Southwestern College’s multi-year effort to reform curriculum, create a sense of student and employee belonging with hiring and policy reforms and remove institutional barriers to enrollment have earned the college a nationally recognized Institutional Excellence Award.

The National Association of Diversity Officers in Higher Education announced Southwestern College’s selection as the national award winner for two-year colleges at its virtual convention this month. The association, which is the voice of diversity officers for more than 1,000 organizations nationally, recognized Southwestern College for its institutional transformation through the study of diversity.

“Long before the most recent revelations that racism is alive and well in this country, Southwestern College acknowledged its own history and started working towards a racial reckoning by having uncomfortable conversations that brought awareness and solutions to the inequitable policies and practices in our college–and in our academic community,” said Governing Board President Leticia Cazares.

Leaders across the entire Southwestern College organization have been reviewing data to understand the barriers for student and employee success. Among the research was a finding that more than 4,000 students had been prohibited from registering for classes because they owed $100 in fees or less.

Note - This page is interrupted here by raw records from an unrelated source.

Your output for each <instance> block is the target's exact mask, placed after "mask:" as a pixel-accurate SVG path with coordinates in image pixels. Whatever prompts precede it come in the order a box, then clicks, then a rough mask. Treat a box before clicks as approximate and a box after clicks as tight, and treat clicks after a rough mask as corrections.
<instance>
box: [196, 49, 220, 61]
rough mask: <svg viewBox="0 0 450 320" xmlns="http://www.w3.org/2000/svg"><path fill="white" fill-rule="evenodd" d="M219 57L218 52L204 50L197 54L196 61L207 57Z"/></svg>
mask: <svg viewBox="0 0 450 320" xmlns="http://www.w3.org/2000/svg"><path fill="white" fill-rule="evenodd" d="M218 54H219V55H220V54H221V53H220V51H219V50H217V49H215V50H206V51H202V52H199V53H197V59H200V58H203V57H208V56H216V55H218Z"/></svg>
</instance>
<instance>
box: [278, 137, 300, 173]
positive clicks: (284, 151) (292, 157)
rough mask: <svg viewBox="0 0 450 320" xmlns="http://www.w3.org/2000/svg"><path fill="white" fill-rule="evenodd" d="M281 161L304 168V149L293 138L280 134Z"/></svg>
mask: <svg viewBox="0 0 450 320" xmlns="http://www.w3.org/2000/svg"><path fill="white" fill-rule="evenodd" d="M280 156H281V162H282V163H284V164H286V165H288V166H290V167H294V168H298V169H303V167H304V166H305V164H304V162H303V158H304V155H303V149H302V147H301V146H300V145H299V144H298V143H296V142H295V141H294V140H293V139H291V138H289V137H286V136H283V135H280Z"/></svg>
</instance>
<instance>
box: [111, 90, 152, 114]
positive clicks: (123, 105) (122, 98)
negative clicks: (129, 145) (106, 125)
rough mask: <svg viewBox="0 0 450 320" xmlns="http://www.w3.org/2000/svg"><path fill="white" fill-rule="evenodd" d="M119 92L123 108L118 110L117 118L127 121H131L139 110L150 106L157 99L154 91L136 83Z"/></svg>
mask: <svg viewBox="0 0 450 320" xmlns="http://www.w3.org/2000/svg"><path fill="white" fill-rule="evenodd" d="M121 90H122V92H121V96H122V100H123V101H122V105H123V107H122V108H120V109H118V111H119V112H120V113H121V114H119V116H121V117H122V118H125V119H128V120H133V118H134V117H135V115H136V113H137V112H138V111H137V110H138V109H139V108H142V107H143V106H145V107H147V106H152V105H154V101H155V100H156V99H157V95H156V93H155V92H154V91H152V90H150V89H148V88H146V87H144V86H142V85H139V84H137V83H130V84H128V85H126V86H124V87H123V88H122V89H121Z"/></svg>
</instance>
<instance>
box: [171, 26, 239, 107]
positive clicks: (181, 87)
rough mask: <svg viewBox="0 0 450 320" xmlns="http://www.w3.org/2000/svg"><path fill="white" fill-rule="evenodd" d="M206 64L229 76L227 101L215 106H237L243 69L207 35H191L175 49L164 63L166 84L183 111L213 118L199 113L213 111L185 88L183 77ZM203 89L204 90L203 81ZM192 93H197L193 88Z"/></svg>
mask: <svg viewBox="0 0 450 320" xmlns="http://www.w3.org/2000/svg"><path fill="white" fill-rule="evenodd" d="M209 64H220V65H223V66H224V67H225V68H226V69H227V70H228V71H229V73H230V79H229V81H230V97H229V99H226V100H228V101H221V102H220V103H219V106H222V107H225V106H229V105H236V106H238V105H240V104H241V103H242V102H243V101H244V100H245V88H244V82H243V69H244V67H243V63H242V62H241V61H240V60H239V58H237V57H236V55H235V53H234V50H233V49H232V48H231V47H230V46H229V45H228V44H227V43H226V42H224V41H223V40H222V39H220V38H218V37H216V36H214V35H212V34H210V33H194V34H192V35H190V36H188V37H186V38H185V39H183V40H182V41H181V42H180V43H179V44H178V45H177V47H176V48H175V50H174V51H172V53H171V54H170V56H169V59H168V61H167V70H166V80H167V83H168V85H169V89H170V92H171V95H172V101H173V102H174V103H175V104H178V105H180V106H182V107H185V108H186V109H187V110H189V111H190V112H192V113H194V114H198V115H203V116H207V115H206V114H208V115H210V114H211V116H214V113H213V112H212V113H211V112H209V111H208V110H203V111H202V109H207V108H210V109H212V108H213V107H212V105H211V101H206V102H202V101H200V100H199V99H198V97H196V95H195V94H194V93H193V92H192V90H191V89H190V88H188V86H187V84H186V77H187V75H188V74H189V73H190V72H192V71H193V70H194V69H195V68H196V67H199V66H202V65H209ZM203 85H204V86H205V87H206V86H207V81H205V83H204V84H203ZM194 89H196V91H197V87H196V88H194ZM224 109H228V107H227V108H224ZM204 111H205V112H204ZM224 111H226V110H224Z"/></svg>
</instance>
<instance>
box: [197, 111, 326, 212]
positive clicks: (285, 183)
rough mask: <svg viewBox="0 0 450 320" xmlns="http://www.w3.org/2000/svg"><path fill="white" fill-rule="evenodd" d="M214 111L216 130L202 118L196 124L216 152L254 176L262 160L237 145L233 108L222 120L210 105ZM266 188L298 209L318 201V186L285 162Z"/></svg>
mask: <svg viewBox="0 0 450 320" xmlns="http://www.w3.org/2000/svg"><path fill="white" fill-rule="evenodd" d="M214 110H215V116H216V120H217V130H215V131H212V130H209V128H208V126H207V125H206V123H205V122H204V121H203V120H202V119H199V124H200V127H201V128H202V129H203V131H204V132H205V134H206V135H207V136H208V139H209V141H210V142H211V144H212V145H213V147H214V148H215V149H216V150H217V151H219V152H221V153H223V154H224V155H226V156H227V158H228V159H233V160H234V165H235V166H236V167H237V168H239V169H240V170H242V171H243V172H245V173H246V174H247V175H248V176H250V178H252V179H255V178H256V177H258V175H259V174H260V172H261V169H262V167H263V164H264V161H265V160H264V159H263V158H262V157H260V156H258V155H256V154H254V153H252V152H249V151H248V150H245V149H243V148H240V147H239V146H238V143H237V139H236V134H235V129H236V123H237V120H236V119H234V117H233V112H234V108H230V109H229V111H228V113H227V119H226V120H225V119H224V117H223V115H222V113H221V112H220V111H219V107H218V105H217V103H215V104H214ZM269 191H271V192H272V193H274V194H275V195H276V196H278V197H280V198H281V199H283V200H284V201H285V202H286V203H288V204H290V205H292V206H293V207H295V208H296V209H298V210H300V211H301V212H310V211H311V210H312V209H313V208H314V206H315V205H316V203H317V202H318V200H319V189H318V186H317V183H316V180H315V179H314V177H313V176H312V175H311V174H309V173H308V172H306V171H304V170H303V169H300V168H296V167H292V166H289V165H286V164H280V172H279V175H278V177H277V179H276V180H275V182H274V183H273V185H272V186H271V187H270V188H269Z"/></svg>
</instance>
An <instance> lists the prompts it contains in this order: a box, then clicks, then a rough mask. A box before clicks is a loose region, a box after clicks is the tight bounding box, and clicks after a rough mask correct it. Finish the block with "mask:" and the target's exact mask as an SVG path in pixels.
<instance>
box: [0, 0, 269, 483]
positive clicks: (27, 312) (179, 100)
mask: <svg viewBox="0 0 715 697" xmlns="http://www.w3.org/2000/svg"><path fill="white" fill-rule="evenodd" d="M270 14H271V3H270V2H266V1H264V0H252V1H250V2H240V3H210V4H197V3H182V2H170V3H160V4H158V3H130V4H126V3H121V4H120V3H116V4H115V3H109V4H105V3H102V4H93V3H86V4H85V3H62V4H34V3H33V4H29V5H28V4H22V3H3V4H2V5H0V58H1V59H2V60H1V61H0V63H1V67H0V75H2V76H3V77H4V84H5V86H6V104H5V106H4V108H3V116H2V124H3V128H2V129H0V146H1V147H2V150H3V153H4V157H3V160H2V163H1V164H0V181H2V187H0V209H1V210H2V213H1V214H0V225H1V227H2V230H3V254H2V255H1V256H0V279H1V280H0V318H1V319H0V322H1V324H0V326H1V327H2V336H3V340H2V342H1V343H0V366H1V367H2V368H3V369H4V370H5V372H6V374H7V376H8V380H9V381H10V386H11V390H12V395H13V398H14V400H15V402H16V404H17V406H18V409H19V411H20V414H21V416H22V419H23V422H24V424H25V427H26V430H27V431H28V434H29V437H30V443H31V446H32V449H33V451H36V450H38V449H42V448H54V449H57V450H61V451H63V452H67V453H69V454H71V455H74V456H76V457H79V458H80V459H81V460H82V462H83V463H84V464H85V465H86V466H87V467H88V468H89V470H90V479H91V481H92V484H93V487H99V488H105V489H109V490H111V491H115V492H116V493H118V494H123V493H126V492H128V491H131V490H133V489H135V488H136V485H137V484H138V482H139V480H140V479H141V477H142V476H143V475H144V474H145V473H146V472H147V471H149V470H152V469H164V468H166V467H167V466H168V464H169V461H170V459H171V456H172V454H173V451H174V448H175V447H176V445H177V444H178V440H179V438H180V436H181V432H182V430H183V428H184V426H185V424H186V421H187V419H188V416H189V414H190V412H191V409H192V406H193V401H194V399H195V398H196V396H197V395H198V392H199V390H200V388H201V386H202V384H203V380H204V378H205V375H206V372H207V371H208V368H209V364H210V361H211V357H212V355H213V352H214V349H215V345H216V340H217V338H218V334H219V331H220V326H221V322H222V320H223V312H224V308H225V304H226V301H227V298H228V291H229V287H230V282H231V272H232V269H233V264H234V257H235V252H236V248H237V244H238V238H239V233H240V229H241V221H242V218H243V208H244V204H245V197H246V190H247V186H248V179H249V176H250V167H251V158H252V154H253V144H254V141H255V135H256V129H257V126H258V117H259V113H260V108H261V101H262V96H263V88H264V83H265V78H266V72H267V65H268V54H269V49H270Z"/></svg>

As a result, the college changed its policy to allow these students to enroll, and the college partnered with a third-party vendor to help students owing more money to enroll in a payment plan.

Understanding the importance of having employees and faculty who reflect the community Southwestern College serves, the district has been rewriting job descriptions, requiring special implicit bias training for all hiring committee members and expanding the pool of applicants to screen people “in” rather than screening them out.

“We celebrate the diversity of our community, and we are working diligently to bring new talent and fresh ideas to Southwestern,” said Superintendent/President Dr. Mark Sanchez.

The greatest impact to improving the success of all students is to expand equitable and inclusive practices in the classrooms. The college has enrolled its second cohort of faculty in the Advancing Equity Teaching Academy where  participants deepen their awareness of equitable education and enhance their ability to teach diverse students through a culturally responsive lens.

College leadership and the Governing Board have also sought support from throughout the community to assist in providing a holistic experience for all students. The college began the SWC Cares initiative that includes a food pantry–which went mobile during the pandemic–hotel vouchers and emergency grants. The College Police Department initiated training and community policing reforms to strengthen relationships with students.

The advancements Southwestern College has made toward equity, diversity and inclusion is the result of intentional efforts to bring more voices to the table, leaders said.

“Our community can be assured that Southwestern College is committed to building on a strong foundation of inclusion and we will continue to examine our institutional practices and structures while doing the deep work of building an equitable, antiracist organization,” said Janelle Williams Melendrez, Southwestern College’s executive officer of equity and engagement.